What differs between different kinds of sensory and nerve endings?

Answer 28

• Different kinds of sensory and motor endings are connected to different diameter nerve fibres that conduct action potentials at different velocities

Question 29

How do you calculate the conduction velocity for myelinated fibres?

Answer 29

Velocity = 6 x diameter in micrometers

Question 30

What are examples of fast and slow pain?

Answer 30

Fast pain = pin prick, burn, etc.

Slow pain = muscle aches, etc.

Question 31

What is a receptive field? What is it used for based on its size?

Answer 31

• A sensory nerve fibre branches when it reaches the skin and supplies a small set of the same receptors in a localised region of skin.. The area of skin innervated by a single nerve fibre is its receptive field (RF).
• Receptive fields on glabrous skin used for tactile discrimation (like the palmar surface of fingers or the outer parts of our lips) have a small size. This improves our ability to localise stimuli.
• Receptive fields are larger on skin regions not used for tactile discrimination like our proximal limbs, back and abdomen.

Question 32

How do receptive fields allow stimuli to be localised?

Answer 32

• Receptive fields of individual nerve fibres overlap. The brain localises a stimulus by processing the information from many fibres simultaneously. Damage to a single fibre does not leave any region of skin anaesthetic. Progressive loss of nerve fibres (as in diabetic neuropathy) leads to a progressive worsening in ability to localise stimuli as there is less and less overlap.

Question 33

What are the signs of peripheral nerve injury?

Answer 33

• Skin areas of analgesia, anaesthesia or paraesthesia
• Muscle weakness or paralysis
• Muscle atrophy
• Skin changes (thinning)
• Hyporeflexia or areflexia
• Possibly neuropathic pain

Question 34

How do nerves repair themselves after injury?

Answer 34

• When a peripheral nerve is cut, the distal part is disconnected from its cell body and degenerates.
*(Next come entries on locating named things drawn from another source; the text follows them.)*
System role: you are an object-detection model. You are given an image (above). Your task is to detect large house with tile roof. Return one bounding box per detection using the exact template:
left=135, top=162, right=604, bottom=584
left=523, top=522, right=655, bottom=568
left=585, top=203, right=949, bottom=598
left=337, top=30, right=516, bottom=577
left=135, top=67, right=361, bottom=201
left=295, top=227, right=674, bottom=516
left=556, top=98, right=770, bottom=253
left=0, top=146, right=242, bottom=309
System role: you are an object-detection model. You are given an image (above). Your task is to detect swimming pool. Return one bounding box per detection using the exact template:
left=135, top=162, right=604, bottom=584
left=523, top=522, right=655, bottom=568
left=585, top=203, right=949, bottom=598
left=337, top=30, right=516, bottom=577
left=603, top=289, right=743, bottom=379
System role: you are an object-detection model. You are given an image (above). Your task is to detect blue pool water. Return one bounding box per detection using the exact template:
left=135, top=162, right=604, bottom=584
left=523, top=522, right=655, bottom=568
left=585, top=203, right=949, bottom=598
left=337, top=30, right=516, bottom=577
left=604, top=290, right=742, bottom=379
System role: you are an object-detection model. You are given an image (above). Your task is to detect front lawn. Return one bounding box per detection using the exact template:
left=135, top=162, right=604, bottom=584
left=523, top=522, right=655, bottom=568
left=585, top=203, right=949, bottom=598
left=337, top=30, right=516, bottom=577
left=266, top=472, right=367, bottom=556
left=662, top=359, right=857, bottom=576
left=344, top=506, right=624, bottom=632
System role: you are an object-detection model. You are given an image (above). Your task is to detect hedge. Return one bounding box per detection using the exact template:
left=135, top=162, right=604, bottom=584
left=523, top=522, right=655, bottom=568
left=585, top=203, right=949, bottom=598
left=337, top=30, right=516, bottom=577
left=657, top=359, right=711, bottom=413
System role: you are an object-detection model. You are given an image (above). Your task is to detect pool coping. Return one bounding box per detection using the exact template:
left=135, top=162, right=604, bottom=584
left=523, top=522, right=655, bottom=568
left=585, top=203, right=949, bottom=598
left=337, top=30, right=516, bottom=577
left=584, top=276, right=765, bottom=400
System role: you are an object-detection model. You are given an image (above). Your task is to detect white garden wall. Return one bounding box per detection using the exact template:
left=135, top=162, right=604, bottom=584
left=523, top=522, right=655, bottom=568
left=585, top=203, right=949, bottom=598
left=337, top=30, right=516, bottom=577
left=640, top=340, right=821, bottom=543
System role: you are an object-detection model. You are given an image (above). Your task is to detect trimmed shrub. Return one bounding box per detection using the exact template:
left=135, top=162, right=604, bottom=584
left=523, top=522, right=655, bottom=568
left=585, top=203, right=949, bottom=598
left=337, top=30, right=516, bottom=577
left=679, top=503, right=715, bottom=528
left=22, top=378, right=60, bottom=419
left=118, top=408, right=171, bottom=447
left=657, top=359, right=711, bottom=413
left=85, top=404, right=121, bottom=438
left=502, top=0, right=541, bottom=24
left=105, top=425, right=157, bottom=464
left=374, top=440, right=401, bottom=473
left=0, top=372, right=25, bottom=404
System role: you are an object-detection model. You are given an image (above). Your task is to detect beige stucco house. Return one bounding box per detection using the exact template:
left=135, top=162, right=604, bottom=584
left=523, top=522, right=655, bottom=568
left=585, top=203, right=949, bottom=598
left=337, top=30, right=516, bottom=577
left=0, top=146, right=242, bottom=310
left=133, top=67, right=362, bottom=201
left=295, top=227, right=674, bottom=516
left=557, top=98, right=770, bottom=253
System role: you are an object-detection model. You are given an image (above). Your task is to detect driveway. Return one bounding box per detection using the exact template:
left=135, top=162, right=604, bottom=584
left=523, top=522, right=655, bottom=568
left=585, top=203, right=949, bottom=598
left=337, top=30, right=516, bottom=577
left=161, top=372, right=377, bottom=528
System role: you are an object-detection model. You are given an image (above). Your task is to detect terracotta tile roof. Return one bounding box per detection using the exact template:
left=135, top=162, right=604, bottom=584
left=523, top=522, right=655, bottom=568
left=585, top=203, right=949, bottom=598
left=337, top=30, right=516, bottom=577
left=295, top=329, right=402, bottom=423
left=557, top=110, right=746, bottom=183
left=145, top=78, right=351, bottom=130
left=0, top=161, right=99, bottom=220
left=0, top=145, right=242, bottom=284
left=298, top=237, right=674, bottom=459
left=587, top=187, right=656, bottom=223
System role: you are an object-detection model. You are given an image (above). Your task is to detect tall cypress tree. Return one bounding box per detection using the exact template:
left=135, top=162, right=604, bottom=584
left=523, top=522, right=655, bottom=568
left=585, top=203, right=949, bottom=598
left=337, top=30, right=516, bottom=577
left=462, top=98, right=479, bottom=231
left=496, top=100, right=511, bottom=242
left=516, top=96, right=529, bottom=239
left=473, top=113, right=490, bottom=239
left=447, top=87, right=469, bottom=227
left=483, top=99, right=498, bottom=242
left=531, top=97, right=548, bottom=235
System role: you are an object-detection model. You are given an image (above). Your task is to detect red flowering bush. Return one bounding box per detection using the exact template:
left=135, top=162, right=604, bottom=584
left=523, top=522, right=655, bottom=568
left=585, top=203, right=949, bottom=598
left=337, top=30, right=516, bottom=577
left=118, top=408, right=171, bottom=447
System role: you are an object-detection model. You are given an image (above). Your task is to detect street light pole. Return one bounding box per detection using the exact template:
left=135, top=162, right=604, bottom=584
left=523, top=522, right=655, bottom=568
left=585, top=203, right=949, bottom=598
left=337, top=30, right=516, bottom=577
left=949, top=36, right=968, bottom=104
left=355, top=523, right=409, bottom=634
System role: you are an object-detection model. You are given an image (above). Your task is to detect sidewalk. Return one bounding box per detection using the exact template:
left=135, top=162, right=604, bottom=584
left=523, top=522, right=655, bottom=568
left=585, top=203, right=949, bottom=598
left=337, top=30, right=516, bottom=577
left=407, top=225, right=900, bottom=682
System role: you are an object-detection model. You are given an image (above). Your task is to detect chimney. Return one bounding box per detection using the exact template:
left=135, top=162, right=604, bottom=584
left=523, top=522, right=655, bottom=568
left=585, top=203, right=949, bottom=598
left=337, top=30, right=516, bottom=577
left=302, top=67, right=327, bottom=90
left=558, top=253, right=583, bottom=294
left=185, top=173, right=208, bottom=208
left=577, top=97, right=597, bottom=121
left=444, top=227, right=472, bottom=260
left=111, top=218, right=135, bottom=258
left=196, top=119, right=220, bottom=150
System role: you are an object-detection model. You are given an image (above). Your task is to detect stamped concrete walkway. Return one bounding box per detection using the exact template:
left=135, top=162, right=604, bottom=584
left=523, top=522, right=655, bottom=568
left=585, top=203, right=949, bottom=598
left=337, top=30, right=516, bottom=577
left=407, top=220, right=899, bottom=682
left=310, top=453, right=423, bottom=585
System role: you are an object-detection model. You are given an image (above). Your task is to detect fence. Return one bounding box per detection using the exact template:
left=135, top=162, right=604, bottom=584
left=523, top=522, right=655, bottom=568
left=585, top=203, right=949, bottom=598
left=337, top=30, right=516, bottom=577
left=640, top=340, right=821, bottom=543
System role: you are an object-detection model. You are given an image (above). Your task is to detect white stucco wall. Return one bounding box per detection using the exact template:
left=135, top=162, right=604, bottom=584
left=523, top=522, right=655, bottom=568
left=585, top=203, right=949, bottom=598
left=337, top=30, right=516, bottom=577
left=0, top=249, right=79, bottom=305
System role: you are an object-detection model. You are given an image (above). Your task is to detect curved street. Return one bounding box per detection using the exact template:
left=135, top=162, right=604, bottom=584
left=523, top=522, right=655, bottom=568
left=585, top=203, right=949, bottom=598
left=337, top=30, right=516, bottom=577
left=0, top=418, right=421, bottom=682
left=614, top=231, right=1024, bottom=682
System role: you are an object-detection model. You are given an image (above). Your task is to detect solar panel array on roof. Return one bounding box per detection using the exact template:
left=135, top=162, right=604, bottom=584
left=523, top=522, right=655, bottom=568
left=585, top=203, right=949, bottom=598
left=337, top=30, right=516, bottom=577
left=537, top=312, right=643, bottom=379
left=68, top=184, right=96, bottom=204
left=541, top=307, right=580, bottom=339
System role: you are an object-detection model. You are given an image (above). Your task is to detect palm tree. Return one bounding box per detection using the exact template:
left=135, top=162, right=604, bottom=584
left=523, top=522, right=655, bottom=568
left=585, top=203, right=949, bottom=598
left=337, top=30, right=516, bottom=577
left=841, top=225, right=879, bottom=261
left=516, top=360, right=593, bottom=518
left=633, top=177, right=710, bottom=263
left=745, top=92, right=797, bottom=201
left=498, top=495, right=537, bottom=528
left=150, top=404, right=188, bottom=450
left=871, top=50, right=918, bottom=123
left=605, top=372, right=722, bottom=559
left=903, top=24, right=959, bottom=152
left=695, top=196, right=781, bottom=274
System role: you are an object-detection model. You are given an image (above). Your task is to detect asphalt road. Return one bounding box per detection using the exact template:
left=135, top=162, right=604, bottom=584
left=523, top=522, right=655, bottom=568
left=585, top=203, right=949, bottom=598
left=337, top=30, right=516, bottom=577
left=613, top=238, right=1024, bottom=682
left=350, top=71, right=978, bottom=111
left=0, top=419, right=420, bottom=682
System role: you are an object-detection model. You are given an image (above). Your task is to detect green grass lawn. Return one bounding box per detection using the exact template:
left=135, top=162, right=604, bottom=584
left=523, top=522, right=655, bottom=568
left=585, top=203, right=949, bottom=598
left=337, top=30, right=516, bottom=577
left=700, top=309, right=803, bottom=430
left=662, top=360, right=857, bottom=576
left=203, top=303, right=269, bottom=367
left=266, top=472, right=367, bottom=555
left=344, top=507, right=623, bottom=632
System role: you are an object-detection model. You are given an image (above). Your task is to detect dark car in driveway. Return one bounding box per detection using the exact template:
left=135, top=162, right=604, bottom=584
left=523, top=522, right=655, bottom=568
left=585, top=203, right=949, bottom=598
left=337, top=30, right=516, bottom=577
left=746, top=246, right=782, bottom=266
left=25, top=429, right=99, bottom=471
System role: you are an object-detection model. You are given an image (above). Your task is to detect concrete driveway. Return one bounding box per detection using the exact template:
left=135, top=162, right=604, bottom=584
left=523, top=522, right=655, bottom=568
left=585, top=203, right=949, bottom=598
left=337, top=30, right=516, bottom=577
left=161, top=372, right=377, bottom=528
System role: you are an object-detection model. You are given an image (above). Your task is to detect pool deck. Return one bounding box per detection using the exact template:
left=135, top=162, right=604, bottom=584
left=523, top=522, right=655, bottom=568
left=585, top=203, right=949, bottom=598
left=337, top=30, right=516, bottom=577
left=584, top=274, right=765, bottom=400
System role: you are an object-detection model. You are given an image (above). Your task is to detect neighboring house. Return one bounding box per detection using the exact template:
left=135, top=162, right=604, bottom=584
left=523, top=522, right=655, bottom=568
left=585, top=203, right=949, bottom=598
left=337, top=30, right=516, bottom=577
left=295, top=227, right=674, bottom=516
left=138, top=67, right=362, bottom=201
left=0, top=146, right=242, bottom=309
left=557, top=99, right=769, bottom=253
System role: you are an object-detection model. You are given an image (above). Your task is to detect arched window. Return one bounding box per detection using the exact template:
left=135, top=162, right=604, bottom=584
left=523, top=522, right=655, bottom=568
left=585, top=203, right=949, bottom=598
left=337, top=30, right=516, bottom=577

The Schwann cells around this distal part unwrap themselves from the dead fragments and divide to form a continuous line of cells lining the distal endoneurial sheaths.
• The proximal cut ends of the nerve fibres form growth cones and start to grow back down inside the sheaths guided by chemical factors (cell adhesion molecules or ‘CAM’s) on the inner surface of the Schwann cells

Question 35

What do microtubules do in nerve repair? What is the role of actin filaments? How do these together allow for nerve repair?

Answer 35

• Microtubules in the regrowing axon transport growth-related materials down to the growth cone. At the edge of the cone there are actin filaments which extend out in filopodia. The tips of the filopodia attach (adhere) to the surrounding tissue and then the actin contracts to pull the cone along towards the denervated region. The growth cone filopodia adhere to the cell adhesion molecules on inner surface of the Schwann cells, contract, and pull themselves forward along the tunnel formed by the distal endoneurial sheath and Schwann cells

Question 36

What do the Schwann cells do behind the growth cone? What are the nerve fibres like to begin with? How fast do nerve fibres regenerate? What increases the chance of successful regeneration?

Answer 36

• Behind the growth cone Schwann cells proliferate and start to wrap myelin around the nerve fibre. The nerve fibres are initially very thin and slow conducting. With time they enlarge but may never reach their original diameter. Nerve fibres regenerate at about 1.5 mm/day. Some however never regenerate. The further distal a nerve injury, the more likely there is to be successful regeneration. Nerves may take months or even years to fully recover.

Question 37

What are the four steps of nerve regeneration at the site of injury?

Answer 37

1. Fragmentation of axon and myelin occurs in distal stump
2. Schwann cells form cord, grow into cut, and unite stumps. Macrophages engulf degenerated axon and myelin.
3. Axon sends buds into network of Schwann cells and then starts growing along cord of Schwann cells.
4. Axon continues to grow into distal stump and is enfolded by Schwann cells.